Gas prices starting to affect local dealerships

Rising gas prices and fears of a recession are beginning to impact local car sales, Kirkland dealerships say.

Rising gas prices and fears of a recession are beginning to impact local car sales, Kirkland dealerships say.

“Our numbers are down slightly, but we’re getting our share of the market,” said Brett Johnson, an owner of Lee Johnson Chevrolet-Mazda, one of 16 car dealerships located in Kirkland. He also said, however, sales have been slow at a time of year when car dealers expect to do increased business. Johnson said he has seen significant declines in purchases of SUVs as gas prices have risen to record levels in the Puget Sound, and customers are trading in their older and larger gas-guzzling vehicles for smaller cars such as the Mazda 3 compact model, his best seller.

In Kirkland, the cheapest gas in town last Wednesday was $3.59 was at the Rose Hill Arco on 85th Street. According to the GasBuddy Organization, a Web-based gas-price tracker, the average price of gas for the week of April 21 was $3.65 per gallon. A number of industry analysts expect that to rise to $4 per gallon by this summer, on average about a dollar more than last year.

Green Car Company sales manager Greg Rock, who sells biodiesel, electric and hybrid vehicles, sees $8 per gallon gas prices as a reality in the not-to-distant future. He called current prices “just the beginning.”

Cheap energy of the past has fueled the infrastructure of today, which is built around highways and vehicles that use gasoline, Rock said. Now that prices have risen nearly 300 percent over the past five years, he thinks the smart consumers will reinvest in their half of the equation by buying fuel-efficient or alternative energy vehicles.

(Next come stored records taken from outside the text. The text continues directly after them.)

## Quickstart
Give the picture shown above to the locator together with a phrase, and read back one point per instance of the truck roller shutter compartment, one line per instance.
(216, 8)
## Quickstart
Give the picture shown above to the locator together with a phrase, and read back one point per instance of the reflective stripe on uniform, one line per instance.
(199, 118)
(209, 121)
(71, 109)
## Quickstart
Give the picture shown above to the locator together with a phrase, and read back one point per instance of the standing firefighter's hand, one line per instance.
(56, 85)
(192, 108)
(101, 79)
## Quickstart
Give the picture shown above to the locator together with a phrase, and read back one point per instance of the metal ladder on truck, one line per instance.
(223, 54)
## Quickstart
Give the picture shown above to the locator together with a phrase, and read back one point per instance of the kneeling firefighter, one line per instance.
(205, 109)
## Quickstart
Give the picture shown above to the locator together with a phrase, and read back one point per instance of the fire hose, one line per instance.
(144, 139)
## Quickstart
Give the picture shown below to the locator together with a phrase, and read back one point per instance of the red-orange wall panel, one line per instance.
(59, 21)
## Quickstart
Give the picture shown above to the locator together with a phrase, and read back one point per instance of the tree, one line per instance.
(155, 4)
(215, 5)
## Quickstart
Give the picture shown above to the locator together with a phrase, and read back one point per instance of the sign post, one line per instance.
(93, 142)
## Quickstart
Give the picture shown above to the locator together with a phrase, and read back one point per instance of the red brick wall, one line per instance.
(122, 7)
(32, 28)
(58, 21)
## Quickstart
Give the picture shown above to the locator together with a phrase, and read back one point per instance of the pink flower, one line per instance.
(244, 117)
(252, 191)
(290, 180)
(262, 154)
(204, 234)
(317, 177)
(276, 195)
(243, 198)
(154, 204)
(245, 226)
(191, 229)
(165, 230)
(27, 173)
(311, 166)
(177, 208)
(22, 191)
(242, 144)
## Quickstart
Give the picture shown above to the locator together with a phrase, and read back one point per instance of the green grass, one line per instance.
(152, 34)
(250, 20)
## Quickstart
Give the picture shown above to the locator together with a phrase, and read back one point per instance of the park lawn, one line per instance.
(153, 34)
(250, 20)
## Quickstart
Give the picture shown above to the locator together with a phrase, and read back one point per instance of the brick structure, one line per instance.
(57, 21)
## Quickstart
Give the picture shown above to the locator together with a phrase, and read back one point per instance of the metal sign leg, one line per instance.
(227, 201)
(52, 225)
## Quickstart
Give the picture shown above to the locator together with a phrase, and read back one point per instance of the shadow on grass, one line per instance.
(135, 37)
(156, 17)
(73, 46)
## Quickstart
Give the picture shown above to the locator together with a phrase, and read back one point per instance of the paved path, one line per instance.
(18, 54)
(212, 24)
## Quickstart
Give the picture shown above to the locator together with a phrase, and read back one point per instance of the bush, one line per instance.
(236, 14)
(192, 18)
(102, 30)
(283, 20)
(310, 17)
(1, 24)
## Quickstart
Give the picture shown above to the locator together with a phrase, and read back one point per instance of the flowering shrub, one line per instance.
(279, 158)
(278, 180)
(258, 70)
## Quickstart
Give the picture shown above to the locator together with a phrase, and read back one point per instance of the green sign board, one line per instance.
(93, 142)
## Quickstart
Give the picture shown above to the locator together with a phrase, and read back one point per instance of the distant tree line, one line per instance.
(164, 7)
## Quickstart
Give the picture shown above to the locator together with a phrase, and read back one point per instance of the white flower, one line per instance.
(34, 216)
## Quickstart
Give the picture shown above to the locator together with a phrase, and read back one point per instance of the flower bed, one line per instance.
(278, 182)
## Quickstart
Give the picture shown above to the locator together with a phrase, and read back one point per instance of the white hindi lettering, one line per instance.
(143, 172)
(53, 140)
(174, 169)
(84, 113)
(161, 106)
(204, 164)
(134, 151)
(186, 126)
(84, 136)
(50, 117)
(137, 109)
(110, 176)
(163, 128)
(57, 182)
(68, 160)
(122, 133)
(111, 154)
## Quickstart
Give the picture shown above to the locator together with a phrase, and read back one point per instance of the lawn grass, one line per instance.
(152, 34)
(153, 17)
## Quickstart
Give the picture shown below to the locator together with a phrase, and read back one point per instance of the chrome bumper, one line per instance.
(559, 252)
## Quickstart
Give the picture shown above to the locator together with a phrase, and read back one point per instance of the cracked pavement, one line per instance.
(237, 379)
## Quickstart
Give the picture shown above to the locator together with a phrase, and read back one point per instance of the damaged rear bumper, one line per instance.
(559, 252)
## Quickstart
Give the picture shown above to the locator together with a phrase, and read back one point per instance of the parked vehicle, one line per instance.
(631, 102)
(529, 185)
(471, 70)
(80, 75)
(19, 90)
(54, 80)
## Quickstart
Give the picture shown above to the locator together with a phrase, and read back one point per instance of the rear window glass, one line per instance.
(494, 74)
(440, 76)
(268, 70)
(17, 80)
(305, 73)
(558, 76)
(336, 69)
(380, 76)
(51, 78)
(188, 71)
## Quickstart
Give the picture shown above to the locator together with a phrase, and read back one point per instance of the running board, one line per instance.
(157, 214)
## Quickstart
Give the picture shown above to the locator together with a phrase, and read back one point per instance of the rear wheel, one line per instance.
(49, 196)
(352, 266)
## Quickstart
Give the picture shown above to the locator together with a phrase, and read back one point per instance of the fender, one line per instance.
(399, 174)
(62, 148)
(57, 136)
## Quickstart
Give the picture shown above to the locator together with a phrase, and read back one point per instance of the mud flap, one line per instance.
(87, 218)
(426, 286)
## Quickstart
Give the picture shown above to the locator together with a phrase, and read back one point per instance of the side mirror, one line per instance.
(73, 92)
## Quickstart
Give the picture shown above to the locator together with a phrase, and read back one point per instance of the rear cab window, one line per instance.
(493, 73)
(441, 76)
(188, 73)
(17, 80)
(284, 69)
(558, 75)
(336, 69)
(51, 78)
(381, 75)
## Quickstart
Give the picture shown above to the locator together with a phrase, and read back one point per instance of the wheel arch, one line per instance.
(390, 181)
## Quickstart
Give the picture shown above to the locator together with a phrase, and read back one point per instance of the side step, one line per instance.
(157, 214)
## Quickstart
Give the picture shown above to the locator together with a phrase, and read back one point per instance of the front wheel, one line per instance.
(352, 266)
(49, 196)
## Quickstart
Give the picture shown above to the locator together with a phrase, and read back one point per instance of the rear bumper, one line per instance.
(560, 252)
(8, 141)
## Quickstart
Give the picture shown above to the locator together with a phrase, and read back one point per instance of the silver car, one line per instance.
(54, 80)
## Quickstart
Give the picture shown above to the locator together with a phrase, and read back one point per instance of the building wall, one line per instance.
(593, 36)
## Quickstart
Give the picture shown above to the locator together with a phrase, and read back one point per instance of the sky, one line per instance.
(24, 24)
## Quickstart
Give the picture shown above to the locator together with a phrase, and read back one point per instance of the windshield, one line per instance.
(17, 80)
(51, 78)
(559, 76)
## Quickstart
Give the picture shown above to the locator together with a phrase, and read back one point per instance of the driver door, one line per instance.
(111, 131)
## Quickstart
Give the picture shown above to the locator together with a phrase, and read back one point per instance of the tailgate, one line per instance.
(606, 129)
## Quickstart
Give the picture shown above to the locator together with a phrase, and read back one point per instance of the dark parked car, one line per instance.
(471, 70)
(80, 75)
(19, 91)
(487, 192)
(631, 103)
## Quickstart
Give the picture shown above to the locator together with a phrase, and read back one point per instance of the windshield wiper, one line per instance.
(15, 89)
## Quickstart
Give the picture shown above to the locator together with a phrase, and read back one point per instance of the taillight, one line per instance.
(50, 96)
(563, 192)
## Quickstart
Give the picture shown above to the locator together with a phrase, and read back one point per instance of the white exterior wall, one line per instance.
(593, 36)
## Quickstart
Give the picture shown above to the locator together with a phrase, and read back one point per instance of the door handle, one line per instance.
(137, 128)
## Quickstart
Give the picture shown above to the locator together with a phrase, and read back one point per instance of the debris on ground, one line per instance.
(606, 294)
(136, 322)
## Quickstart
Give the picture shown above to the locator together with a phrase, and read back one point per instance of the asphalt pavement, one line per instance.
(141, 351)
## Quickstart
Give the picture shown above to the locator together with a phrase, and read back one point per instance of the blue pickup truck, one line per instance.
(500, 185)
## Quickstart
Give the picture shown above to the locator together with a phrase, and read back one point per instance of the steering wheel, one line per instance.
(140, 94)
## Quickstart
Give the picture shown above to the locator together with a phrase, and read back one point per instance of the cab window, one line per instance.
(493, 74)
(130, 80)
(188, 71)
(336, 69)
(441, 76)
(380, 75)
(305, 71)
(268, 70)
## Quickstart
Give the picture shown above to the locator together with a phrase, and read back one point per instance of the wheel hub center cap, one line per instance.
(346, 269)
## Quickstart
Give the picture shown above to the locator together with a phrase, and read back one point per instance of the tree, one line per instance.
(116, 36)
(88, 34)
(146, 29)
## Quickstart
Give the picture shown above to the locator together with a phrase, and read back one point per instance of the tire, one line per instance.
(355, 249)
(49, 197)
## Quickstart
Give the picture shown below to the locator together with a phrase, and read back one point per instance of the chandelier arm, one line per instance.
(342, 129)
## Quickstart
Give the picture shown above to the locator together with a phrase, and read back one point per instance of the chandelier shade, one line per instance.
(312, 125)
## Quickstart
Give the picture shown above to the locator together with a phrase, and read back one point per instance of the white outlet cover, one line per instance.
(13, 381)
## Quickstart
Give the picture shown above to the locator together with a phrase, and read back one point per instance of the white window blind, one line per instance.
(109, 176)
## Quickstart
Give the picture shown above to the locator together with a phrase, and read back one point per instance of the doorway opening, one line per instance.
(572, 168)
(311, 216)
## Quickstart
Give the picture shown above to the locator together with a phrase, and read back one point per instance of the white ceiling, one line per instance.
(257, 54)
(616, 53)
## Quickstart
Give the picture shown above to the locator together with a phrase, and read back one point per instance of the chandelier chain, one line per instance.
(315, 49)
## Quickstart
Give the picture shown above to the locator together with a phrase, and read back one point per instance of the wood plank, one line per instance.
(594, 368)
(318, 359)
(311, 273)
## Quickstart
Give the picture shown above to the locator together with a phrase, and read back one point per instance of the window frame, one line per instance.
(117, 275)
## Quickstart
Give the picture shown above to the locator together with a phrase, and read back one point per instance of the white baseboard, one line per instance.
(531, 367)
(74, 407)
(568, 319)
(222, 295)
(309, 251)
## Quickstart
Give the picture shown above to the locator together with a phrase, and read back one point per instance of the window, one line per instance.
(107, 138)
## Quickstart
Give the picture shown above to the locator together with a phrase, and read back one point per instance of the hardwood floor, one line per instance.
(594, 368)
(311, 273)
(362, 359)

“People need to cut their losses and make the switch,” said Rock, whose dealership stands to benefit from rising prices.

But the Green Car Company has also seen sales decline as fuel efficiency and environmental concerns seem to have taken a back seat to spending worries in the economic downturn, Rock said.

“We’re seeing a bit of a disconnect,” he said. “People are looking at their economic problems, but not looking at the underlying issues.”

Area motorists appear to have hunkered down instead of switching to one of Rock’s biodiesel fueled Volkswagen TDI cars, which get 42 miles a gallon, or paying $11,000 for a conversion to an electric plug-in system.

Partly to blame is falling consumer confidence, which is down to its lowest level in nearly three decades, according to a survey released last week by the University of Michigan.

Ford of Kirkland owner Jim Walen also reported flat sales for the spring. He said his best seller was the Ford Focus (average 34 mpg), while truck sales are down. He was confident, however, in the company’s effort to re-brand itself as customer focused, efficient and environmentally friendly. Ford plans to revamp 80 percent of its product line by putting more fuel-efficient engines in their cars and trucks, adding a hybrid passenger car to the mix and offering smaller car models in the SUV, compact and sub-compact categories, Walen said.

“There’s been a shift towards gas mileage,” he said, “We see that. The writing is on the wall … We’re positioned to deliver the products that people want and need.”

Back at the Lee Johnson’s Chevrolet-Mazda dealership, Johnson is hopeful that his family dealership — celebrating their 75th anniversary in May — will weather the downturn as his forebearers have done.

“We’ve had tough times before — the depression, the war, the ‘70s,” he said. “And we’re doing better than 2006 so far. We’ve been through this.”